Erschreckend sind für Sabine Kurtz die Gründe und Ursachen, die Jugendliche in die Obdachlosigkeit stürzen. „Auslöser für den ersten Schritt in die Wohnungsnot sind häufig belastende und gewaltgeprägte Familienverhältnisse. Oft sind die betroffenen Jugendlichen mit Erziehungskonflikten konfrontiert oder müssen gar sexuellen Missbrauch, Misshandlung, Vernachlässigung oder Verwahrlosung erleiden“, so die jugendpolitische Sprecherin der CDU-Landtagsfraktion. Zudem stelle die Jugend naturgemäß einen schwierigen und häufig auch konfliktreichen Lebensabschnitt dar; durch die gesellschaftliche Entwicklung der letzten Jahrzehnte werde das Ausbrechen aus traditionellen Lebensbezügen gerade in dieser Phase zusätzlich begünstigt.

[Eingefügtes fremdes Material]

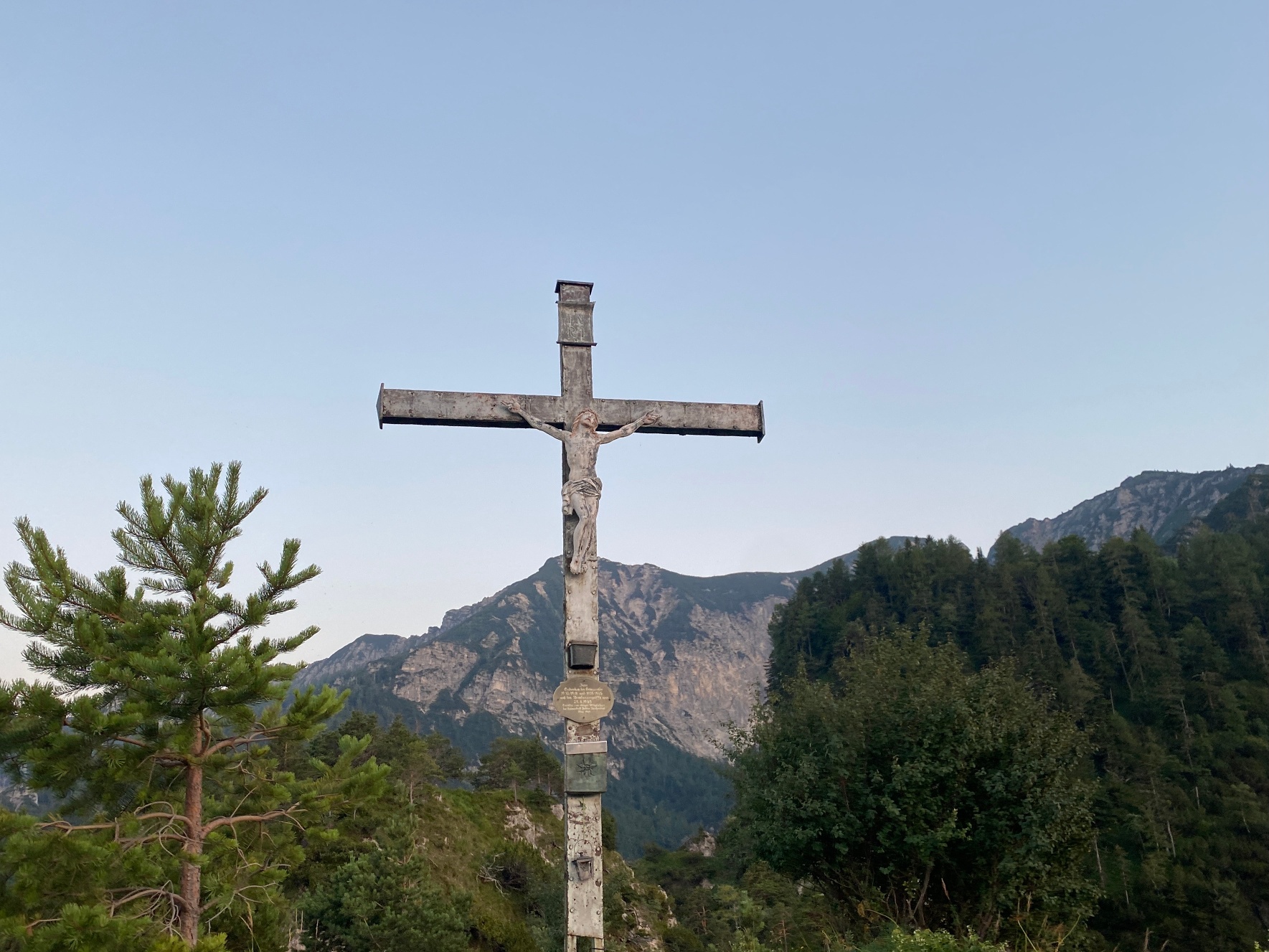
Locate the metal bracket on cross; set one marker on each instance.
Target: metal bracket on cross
(582, 423)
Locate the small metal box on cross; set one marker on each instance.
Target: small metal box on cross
(582, 423)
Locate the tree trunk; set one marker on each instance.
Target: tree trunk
(191, 874)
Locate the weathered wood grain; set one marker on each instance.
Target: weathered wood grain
(440, 407)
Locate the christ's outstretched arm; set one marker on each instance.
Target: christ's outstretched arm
(518, 409)
(648, 419)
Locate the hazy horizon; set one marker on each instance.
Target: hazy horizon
(978, 263)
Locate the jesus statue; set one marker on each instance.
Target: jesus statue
(582, 489)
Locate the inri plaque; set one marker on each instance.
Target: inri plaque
(582, 699)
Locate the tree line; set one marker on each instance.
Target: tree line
(1059, 749)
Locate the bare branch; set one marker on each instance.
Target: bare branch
(252, 818)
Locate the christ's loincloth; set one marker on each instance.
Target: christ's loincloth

Aus der Stellungnahme des Ministeriums geht auch hervor, dass bei jungen Menschen mittlerweile auf der einen Seite eine sehr frühzeitige sozio-kulturelle Verselbständigung zu beobachten sei, sich aber andererseits ihre ökonomische Abhängigkeit vom Elternhaus oder staatlichen Transferleistungen oft bis ins Erwachsenenalter verlängere. Parallel hierzu sei eine sichtlich abnehmende Bereitschaft von jungen Menschen festzustellen, sich mit ihren vielfältigen Notlagen an die originär zuständigen Instanzen zu wenden. Jugendliche würden sich zunehmend sozialen Einrichtungen, Diensten und Hilfsangeboten entziehen – sei es, weil sie schlechte Erfahrungen mit diesen Einrichtungen gesammelt hätten, oder weil sie von vorneherein kein Vertrauen entwickelten.

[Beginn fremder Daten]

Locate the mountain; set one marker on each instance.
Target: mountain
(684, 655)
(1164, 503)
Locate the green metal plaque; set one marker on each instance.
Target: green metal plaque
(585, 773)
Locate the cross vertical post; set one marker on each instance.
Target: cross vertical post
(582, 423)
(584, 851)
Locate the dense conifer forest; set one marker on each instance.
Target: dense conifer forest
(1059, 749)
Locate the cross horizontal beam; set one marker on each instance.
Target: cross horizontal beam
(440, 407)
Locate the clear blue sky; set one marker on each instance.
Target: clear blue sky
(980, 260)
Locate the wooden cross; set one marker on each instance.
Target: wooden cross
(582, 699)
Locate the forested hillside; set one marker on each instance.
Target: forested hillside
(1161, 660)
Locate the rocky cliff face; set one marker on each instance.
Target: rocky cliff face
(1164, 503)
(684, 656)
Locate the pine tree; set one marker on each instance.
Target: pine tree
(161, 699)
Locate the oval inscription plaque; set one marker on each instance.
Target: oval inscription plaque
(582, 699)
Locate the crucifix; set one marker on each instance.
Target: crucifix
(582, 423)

„Wir müssen das Problem der Jugendobdachlosigkeit im Auge behalten und daraus die notwendigen Konsequenzen ziehen“, unterstreicht die Leonberger Landtagsabgeordnete in einer Pressemitteilung. So habe das Land Baden-Württemberg im Rahmen der Erneuerung des Ausbildungsbündnisses im Doppelhaushalt 2007/2008 die Mittel für die Mobile Jugendarbeit von bisher rund einer Million Euro auf rund 2,4 Millionen Euro aufgestockt. Sabine Kurtz begrüßt, dass durch die Mittelaufstockung im Jahr 2007 51 neue Vollzeitstellen für Sozialarbeiter/-innen bei den Einrichtungen der Mobilen Jugendarbeit geschaffen werden konnten. „Die Streetworker leisten gute Arbeit, deshalb halte ich es für sinnvoll, diesen Bereich weiter zu stärken“, so die CDU-Politikerin.
Der Schwerpunkt der Mobilen Jugendarbeit liege in der Unterstützung benachteiligter Jugendlicher und junger Erwachsener, die von den herkömmlichen Angeboten der Jugendhilfe nicht mehr erreicht würden.
Durch diese aufsuchende Form der Sozialarbeit könne ein Zugang und ein Vertrauensverhältnis zu den Jugendlichen entwickelt und daraus eine Stärkung der Persönlichkeit und des Sozialverhaltens erreicht werden. Das Ziel der Mobilen Jugendarbeit sei es, diese jungen Menschen beruflich und gesellschaftlich wieder zu integrieren, sie „von der Straße zu holen“ und ihnen eine Zukunftsperspektive aufzuzeigen. Die Aufstockung der Mittel für die Mobile Jugendarbeit komme somit insbesondere auch den obdachlosen Jugendlichen, den sog. „Straßenkindern“ zugute. Zudem biete die Jugendhilfe mit ihren vielfältigen ambulanten, teilstationären und stationären Angeboten gezielte Hilfen für auf der Straße lebende Jugendliche.
Der Kreis Böblingen ist laut Sabine Kurtz im Hinblick auf die Jugendsozialarbeit vorbildlich.
Einrichtungen wie das Waldhaus oder der Verein für Jugendhilfe leisteten hervorragende Arbeit; zudem setzten die meisten Kommunen Gemeindejugendreferenten ein.